There I served teaching an adult Sunday school class, starting and trying to hide my leadership of a small group (some remember those days when leaders had to hide leadership from those being led), attending staff meetings, and helping set up a lay counselling program staffed by church members.
It was so helpful. First Pres was a large enough congregation (1,500 to 2,000) to get sort of lost in, so my sins and mistakes didn’t register as high on the Richter scale as they would have in a small church. We learned a lot and made some close friends that year.
More importantly, the kind souls of First Pres confirmed I had the gifts for pastoral ministry and offered to provide a stipend to support us while we were at seminary. First Pres’s session recommended me to Boulder Presbytery to go under care and the presbytery approved my getting the MDiv at the non-denominational Gordon-Conwell Theological Seminary, rather than one of their own United Presbyterian Church (USA) seminaries.

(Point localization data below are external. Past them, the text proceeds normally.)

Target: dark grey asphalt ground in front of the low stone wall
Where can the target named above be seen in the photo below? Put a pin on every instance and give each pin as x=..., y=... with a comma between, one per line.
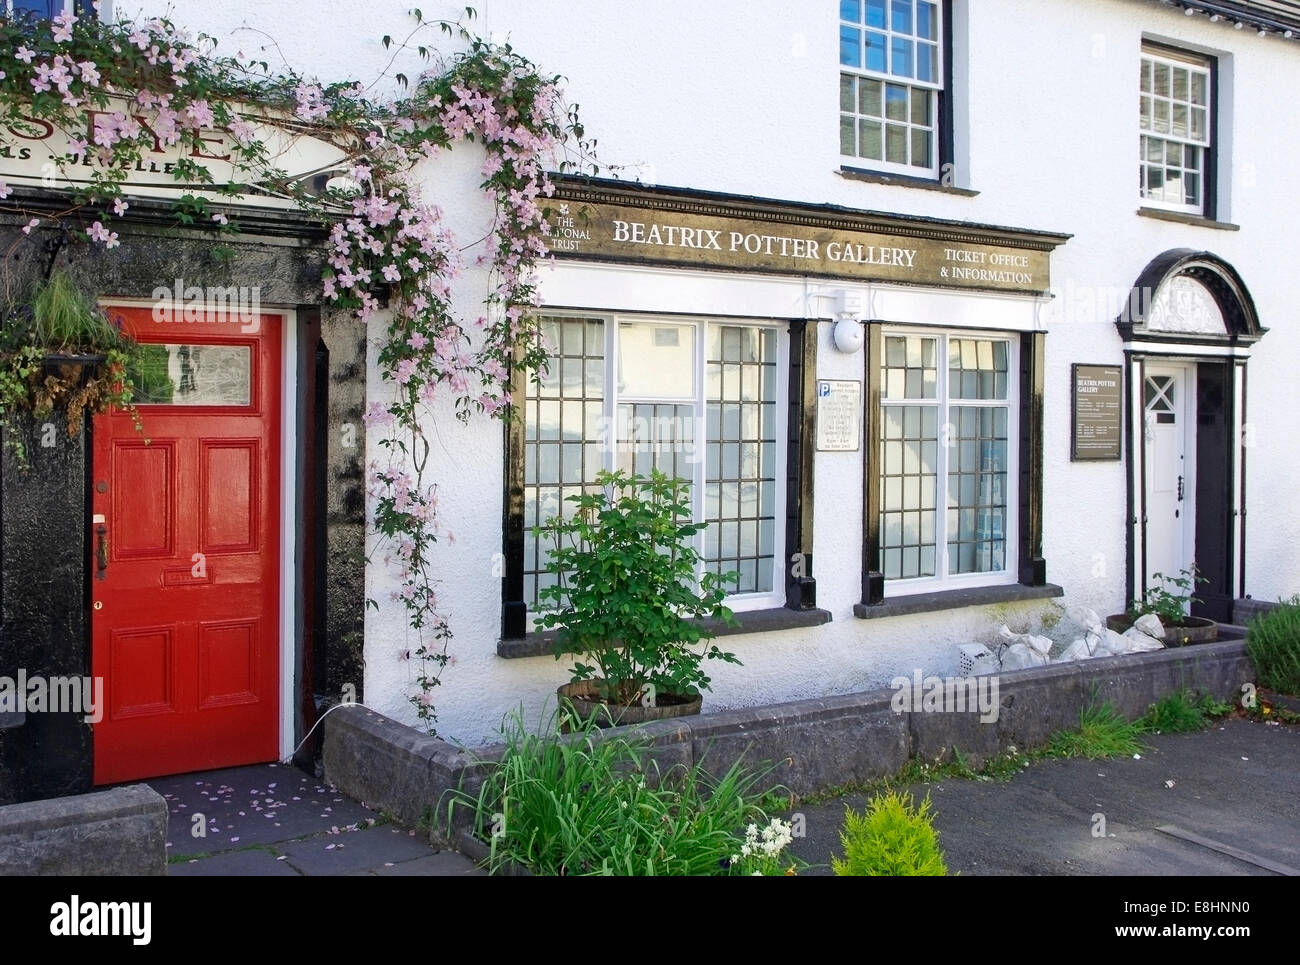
x=1224, y=802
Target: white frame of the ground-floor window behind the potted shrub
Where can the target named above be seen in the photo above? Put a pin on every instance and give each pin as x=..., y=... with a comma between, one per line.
x=740, y=603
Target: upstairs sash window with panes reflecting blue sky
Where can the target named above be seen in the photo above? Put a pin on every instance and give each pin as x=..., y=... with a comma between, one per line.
x=891, y=83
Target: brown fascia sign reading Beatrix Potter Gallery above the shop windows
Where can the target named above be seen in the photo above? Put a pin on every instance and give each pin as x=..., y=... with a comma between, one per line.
x=595, y=230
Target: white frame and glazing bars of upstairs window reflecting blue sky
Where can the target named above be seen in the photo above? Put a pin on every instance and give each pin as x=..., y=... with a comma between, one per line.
x=934, y=88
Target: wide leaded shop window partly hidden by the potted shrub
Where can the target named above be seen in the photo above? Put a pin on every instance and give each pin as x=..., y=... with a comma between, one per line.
x=696, y=400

This was a big deal. Another Evangelical man under care of Boulder Presbytery requested to attend Gordon-Conwell at the same time as I did, but was turned down because it was nondenominational. (He went to Gordon-Conwell anyhow, and had to leave the care of Boulder Presbytery.)
After a good year, Mary Lee, Heather, and I climbed in our VW diesel rabbit with bikes on top and a one-ton trailer hooked to our hitch pushing us eastward. Arriving on the north shore of Boston, we moved into married student housing and started seminary at Gordon-Conwell Theological Seminary.

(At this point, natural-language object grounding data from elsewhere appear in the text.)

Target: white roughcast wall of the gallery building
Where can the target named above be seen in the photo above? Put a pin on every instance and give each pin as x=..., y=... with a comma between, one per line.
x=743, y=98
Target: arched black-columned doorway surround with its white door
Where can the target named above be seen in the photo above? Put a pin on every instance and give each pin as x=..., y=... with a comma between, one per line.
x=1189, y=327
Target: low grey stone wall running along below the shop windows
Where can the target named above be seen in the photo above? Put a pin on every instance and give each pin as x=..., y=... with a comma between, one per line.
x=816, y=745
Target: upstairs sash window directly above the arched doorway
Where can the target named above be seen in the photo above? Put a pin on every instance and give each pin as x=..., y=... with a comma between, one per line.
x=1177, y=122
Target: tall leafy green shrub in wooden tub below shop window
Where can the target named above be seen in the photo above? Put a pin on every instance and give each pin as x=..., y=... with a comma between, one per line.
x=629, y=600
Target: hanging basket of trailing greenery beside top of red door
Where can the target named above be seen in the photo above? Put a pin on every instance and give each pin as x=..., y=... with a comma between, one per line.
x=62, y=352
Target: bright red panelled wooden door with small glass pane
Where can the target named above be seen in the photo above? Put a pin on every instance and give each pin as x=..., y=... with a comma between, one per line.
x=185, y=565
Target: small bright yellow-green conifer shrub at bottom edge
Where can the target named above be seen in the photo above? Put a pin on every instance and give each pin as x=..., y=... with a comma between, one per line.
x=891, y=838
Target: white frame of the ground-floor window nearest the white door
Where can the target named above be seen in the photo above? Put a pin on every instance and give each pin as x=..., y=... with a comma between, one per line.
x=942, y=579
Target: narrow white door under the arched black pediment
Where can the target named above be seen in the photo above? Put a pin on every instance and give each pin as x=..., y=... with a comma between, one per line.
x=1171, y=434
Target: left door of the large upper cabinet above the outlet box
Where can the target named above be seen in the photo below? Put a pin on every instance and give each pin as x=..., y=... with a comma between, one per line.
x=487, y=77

Their statement of faith required faculty, administration, and students to subscribe to the inerrancy of Scripture.
This is important for future posts. Gordon-Conwell was built on an Evangelical statement of faith that explicitly included the declaration that the Bible was “inerrant.” Every student, administrator, and member of faculty was required to declare their explicit commitment to the plenary verbal inspiration of Scripture.
Let me conclude by recording here the three things Dad said to me before we arrived at Gordon-Conwell:
- If you’re going to be a pastor, you’ll have to get an MDiv. It’s the union card.
- The only thing seminary has in common with Jesus’ training of His disciples is that both are three-year institutions.
- Tim, it took me three years to get through seminary and seven years to get over it.